Fruit and vegetable acreage is particularly attractive. Bell observes, “Institutions are particularly interested in high-quality farmland that is suited for growing high-value crops such as fruits, nuts, and vegetables. They are also drawn to farmland that is close to urban centers, as it has the potential for capital appreciation in the future.”
“Institutional investors are primarily buying farmland as a long-term investment to diversify their portfolios,” Bell continues. “They are looking for stable, low-risk investments that provide steady returns over the long term. Farmland is an ideal investment for these investors because it is relatively stable compared to other asset classes like stocks and bonds.”
When Business Insider asked Gates why he had gone into farmland, he replied, “I have invested in these farms to make them more productive and create more jobs. There isn’t some grand scheme involved,” although he added (more truthfully?), “Some are near cities and might end up having other uses.”
He added that all his purchases were “made by a professional investment firm.”
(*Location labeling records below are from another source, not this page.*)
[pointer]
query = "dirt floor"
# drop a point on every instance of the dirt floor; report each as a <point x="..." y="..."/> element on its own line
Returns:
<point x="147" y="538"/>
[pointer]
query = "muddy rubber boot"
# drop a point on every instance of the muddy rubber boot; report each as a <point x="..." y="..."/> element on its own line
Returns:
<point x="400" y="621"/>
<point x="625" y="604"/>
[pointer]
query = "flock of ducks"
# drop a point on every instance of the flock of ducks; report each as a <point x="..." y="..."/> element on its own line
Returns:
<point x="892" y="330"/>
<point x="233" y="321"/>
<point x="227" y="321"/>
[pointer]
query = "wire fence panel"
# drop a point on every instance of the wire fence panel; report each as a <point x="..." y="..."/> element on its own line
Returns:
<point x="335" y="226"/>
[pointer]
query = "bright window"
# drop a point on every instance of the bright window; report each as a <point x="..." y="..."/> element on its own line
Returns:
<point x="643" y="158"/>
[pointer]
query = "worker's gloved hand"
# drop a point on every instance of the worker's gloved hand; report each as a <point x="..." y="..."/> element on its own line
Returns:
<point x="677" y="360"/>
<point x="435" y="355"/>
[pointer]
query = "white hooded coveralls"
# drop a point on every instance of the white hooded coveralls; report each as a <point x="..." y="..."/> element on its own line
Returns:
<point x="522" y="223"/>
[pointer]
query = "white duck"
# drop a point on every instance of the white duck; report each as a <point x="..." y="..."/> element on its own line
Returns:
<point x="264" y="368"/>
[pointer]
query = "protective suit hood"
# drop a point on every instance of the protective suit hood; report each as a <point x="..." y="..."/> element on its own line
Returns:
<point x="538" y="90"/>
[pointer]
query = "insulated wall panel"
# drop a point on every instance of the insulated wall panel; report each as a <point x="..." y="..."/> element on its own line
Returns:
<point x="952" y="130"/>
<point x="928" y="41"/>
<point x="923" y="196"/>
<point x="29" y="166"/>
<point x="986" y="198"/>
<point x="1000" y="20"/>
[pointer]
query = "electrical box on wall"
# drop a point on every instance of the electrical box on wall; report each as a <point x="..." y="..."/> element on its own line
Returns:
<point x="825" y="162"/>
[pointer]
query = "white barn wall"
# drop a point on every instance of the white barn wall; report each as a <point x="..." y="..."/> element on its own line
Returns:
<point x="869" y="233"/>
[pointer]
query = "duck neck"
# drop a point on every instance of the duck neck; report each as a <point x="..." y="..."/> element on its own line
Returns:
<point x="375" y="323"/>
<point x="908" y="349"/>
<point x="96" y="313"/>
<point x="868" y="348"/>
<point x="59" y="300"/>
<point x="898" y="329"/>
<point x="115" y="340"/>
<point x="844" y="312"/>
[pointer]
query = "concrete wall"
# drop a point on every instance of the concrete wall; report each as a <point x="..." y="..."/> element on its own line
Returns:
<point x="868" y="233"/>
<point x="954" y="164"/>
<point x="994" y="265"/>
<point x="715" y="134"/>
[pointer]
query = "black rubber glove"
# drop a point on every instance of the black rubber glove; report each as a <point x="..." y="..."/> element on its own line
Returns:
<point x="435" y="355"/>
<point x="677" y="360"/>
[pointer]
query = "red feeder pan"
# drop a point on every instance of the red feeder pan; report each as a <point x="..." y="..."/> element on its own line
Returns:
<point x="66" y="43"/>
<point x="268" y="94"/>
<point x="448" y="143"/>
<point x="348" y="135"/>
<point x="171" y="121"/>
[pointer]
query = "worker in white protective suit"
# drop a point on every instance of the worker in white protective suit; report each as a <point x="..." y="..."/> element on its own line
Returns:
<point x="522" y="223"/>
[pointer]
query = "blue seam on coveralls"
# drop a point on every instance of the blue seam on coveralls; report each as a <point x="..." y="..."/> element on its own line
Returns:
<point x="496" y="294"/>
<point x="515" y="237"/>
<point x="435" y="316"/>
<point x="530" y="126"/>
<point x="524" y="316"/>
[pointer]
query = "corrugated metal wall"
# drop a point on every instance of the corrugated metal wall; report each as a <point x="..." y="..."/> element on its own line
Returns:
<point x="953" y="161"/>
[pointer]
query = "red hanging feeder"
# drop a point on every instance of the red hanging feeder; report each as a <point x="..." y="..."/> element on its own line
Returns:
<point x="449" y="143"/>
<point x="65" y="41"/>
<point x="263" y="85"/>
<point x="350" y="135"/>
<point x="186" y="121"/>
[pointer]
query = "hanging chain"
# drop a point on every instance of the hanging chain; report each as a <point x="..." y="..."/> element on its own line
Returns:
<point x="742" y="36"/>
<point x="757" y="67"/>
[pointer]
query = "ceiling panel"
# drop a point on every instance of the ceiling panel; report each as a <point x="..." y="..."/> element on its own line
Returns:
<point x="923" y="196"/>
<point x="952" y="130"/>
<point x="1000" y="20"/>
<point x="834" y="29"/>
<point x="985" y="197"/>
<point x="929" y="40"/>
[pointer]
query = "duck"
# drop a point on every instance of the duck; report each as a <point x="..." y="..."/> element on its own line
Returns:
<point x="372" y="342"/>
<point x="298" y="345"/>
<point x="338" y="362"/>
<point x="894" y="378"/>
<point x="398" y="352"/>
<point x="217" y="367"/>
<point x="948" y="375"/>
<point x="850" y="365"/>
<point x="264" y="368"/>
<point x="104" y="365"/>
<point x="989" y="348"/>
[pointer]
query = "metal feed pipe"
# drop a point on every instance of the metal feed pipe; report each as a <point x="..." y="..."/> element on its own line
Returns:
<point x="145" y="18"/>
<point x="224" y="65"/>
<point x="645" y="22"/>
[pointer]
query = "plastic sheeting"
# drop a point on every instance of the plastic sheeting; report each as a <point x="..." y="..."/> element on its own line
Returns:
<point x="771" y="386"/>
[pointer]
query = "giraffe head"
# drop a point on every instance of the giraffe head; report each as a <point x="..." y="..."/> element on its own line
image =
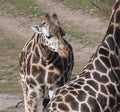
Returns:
<point x="52" y="35"/>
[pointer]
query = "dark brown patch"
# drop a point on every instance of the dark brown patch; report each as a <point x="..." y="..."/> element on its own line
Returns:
<point x="72" y="101"/>
<point x="63" y="107"/>
<point x="81" y="96"/>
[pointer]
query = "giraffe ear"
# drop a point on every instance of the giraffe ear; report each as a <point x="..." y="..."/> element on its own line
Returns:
<point x="36" y="29"/>
<point x="47" y="19"/>
<point x="55" y="19"/>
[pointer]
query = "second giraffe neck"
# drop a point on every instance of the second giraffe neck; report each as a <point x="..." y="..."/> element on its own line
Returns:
<point x="111" y="41"/>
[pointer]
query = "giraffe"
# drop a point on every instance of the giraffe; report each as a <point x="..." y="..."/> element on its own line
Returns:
<point x="97" y="87"/>
<point x="46" y="62"/>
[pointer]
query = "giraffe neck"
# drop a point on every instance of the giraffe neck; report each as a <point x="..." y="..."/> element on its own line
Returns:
<point x="111" y="41"/>
<point x="45" y="51"/>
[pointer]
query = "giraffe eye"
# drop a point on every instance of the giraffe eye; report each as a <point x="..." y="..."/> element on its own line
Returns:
<point x="49" y="36"/>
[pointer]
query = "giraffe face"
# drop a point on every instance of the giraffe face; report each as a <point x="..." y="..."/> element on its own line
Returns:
<point x="46" y="38"/>
<point x="52" y="35"/>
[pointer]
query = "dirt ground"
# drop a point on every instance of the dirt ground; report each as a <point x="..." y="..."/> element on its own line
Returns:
<point x="20" y="27"/>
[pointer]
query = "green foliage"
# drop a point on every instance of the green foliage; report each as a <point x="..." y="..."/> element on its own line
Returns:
<point x="26" y="7"/>
<point x="96" y="7"/>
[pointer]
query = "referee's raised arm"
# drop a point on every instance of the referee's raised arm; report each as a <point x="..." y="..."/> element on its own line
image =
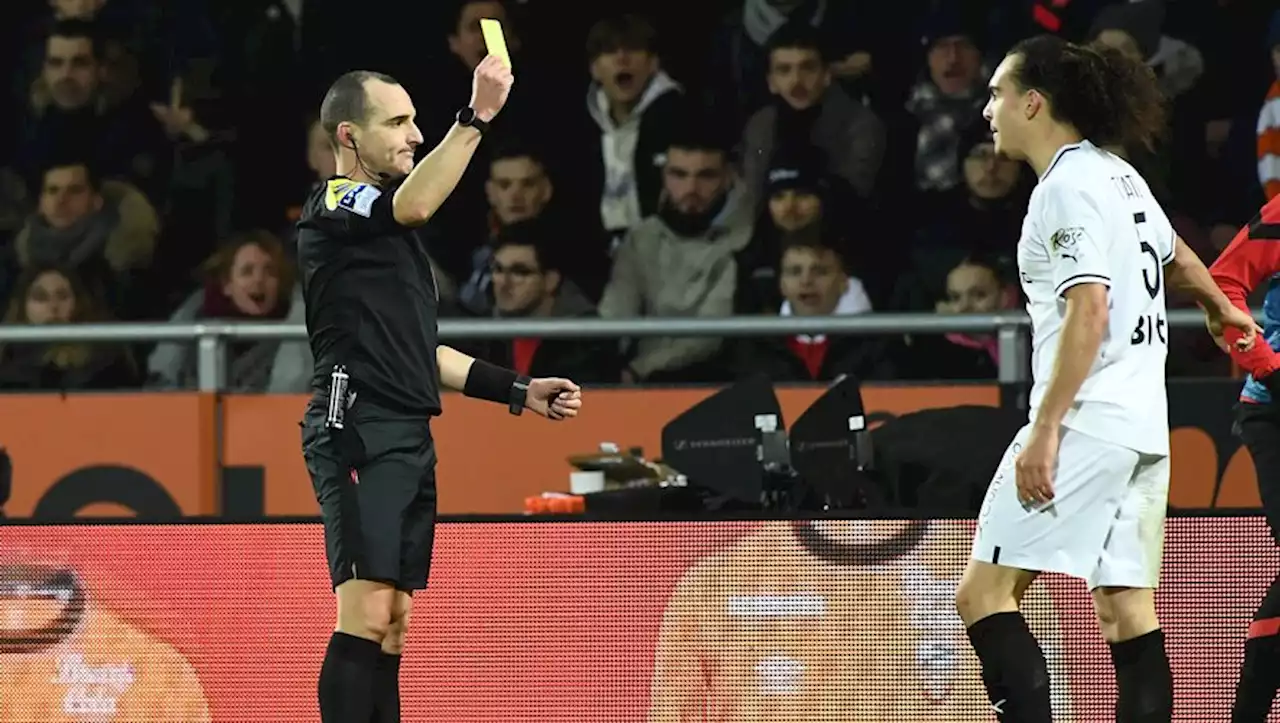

Farmland attracts institutional investors because, unlike the assets of a dot-com, it is tangible, visible, and unlikely to miraculously evaporate. Furthermore, as Bell notes, “By using the latest farming techniques, improving soil health and reducing water usage, they are able to increase yields and generate higher profits. Additionally . . . leasing the land to experienced farmers creates an additional steady cash flow stream.”
This begs a major question: whether institutional investors are certain or even likely to use the best agricultural practices to maintain and enhance the property’s value. Investors as a class are not immune to the temptations of sacrificing long-term value for short-term gains. They may make the usual pronouncements about sustainability, regenerative agriculture, and the like while acting in the opposite fashion.
One concern about institutional farmland investment is that it may reduce the number of “family farms” (a term with more emotional resonance than specificity of meaning). Indeed, in 1977, the Continental Illinois National Bank of Chicago dropped plans to invest tax-exempt pensions funds in a proposed $50 million Agland Fund, which had been denounced as a potential threat to family farms.
My own impression is that the typical grower does not regard institutional investors as rivals so much as potential purchasers. This is particularly true in family operations where one generation is retiring, and the younger generation does not want to continue. The older generation may be happy to find an institutional buyer.
Or the older generation may become rentiers themselves. “Approximately 39% of farmland in the U.S. is rented to farmers. More than half of cropland is rented and 25% of pastureland. Retired farmers make up 38% of farmland landlords,” according to Bell.
Institutional investment in farmland is here to stay, although it seems unlikely to overwhelm the American agricultural landscape. (For a concise history, see here).
Even so, institutional investors will find that they are no more immune to the caprices of the agricultural economy (climate, pests, price convulsions) than anybody else. To stay in for the long term, they will no doubt have to get used to these ups and downs.